Assembling your view…
Crunching costs, sorting signals, rendering insights.
Crunching costs, sorting signals, rendering insights.
In plain English: High income and low costs rarely coexist — but Austin pulls it off. At $91,461 median household income and a 89 cost index, residents enjoy purchasing power that 42% exceeds the national average. We found this pattern across 2 cities using 2026 data (not adjusted for inflation, but…
In plain English: High income and low costs rarely coexist — but Austin pulls it off. At $91,461 median household income and a 89 cost index, residents enjoy purchasing power that 42% exceeds the national average. We found this pattern across 2 cities using 2026 data (not adjusted for inflation, but still telling). The math checks out.
A closer look at Austin: the cost index of 89 breaks down to a Housing index of 89 (strongest category) and a Healthcare index of 98 (weakest). Median rent is $1,531/month — 19% below the national median — while household income sits at $91,461, meaning locals spend about 20% of income on rent. That's a healthy margin by any standard (not adjusted for inflation, but still telling).
In plain English: What to do with this data: use the ranking as a shortlist, then dig into the city profiles for trend lines and category breakdowns. The difference between #1 and #5 is often smaller than the difference between "good on paper" and "actually fits my life." Compare your top picks with our calculator to see real take-home numbers.
#1 Ranked: Austin, TX — cost index 89, rent $1,531/mo, income $91,461
Austin: high income, low cost — a rare combo
2 of 2 cities come in below the national cost-of-living average of 111
Data sourced from Census Bureau, Zillow, BLS, and Tax Foundation — current as of 2026
979,882 residents · Texas
In plain English: a closer look at Austin: the cost index of 89 breaks down to a Housing index of 89 (strongest category) and a Healthcare index of 98 (weakest). And as a general rule, median rent is $1,531/month — 19% below the national median — while household income sits at $91,461, meaning locals spend about 20% of income on rent. That's a healthy margin by any standard.
716,577 residents · Colorado
Frankly, Denver is one of the cheaper options here. You get the picture. Rent is $1,818/month, which is lower than most cities in this ranking. The cost index is 106. Income sits at $91,681. Moving on (not adjusted for inflation, but still telling).

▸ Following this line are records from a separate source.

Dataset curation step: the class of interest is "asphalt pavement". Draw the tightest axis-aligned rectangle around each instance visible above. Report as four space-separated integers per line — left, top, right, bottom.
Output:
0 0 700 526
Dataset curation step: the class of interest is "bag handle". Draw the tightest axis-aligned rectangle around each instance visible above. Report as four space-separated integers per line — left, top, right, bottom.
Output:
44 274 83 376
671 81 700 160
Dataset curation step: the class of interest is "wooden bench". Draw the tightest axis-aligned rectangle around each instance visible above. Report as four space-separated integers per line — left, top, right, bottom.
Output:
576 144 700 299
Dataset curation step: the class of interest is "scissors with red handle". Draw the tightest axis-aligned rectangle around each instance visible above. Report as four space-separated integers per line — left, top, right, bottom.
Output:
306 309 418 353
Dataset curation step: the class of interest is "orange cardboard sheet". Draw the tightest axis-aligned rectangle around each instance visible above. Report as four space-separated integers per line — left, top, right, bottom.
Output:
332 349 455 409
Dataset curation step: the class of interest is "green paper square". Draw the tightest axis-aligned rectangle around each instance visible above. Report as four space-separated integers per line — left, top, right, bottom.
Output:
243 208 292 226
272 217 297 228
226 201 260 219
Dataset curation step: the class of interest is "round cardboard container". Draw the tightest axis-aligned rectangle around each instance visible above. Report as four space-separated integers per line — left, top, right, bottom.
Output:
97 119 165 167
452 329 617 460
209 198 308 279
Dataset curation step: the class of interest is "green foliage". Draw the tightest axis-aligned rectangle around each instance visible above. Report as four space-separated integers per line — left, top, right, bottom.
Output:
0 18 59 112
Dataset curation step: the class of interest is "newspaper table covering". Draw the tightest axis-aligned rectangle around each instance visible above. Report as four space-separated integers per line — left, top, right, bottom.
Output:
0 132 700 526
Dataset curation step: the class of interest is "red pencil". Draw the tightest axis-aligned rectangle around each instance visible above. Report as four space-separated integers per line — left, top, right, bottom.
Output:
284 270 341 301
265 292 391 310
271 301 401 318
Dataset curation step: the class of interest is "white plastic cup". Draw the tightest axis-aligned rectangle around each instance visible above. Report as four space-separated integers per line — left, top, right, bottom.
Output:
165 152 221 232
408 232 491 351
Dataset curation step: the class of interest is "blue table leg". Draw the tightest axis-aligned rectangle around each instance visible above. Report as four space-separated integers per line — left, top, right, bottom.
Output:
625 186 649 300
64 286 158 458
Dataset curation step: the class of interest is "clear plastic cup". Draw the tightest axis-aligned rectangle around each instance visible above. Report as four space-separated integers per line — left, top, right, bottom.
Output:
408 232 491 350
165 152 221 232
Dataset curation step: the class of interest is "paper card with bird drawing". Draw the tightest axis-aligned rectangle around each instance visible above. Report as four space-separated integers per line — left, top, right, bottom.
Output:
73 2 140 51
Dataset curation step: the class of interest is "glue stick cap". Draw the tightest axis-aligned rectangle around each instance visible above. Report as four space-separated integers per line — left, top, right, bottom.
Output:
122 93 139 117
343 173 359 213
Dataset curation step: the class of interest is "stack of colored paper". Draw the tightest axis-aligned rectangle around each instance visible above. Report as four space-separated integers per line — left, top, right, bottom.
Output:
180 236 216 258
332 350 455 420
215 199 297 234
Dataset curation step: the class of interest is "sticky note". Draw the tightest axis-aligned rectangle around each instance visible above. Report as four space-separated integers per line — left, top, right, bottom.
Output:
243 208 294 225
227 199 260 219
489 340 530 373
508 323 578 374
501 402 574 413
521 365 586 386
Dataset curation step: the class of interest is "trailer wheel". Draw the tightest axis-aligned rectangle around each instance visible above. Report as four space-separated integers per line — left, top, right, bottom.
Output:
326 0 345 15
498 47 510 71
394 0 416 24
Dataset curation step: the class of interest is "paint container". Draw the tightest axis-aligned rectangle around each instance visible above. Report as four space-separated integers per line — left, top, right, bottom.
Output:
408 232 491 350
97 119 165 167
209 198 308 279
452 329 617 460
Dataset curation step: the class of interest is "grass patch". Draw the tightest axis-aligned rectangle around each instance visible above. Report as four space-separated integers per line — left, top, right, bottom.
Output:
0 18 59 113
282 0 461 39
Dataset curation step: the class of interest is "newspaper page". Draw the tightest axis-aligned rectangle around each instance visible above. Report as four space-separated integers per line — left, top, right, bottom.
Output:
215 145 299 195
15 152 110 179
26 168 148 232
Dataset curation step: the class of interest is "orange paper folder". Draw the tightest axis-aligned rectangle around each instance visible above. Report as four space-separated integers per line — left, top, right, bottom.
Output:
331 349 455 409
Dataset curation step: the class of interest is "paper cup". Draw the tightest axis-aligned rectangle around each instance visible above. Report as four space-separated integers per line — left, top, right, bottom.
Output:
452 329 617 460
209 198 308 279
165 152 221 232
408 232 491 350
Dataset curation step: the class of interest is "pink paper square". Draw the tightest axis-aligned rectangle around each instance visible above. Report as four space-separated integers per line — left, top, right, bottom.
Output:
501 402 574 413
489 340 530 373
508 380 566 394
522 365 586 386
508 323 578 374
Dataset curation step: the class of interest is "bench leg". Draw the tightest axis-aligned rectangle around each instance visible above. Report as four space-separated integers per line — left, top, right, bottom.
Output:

Our cost of living index uses real Zillow rent data as the foundation, indexed to 100 (national median). Sub-categories (housing, food, transport, utilities, healthcare) are derived from the overall index with regional adjustments. Data is updated monthly.
Austin (ranked #1) has a cost index of 89 and rent of $1,531/mo, while Denver (ranked #2) has a cost index of 106 and rent of $1,818/mo — a 17-point difference in cost of living.
City data is refreshed monthly from Census Bureau population estimates, Zillow rent and home price indices, BLS salary data, and Tax Foundation tax rates. Last updated: 2026.
The median 1-bedroom rent in Austin is $1,531/month as of 2026, based on Zillow's Observed Rent Index. This is $364 below the national median of $1,895/month.
The median home price in Austin is $500,627, which is 5.5× the local median income. Most median-income households would stretch to buy at this ratio. The national median home price is $467,370.
This ranking was generated using data current as of early 2026. Population and income data comes from the Census Bureau's American Community Survey (5-year estimates). Rent and home price data is from Zillow's monthly releases. Tax rates are from the Tax Foundation's 2025 edition. Rankings are refreshed monthly.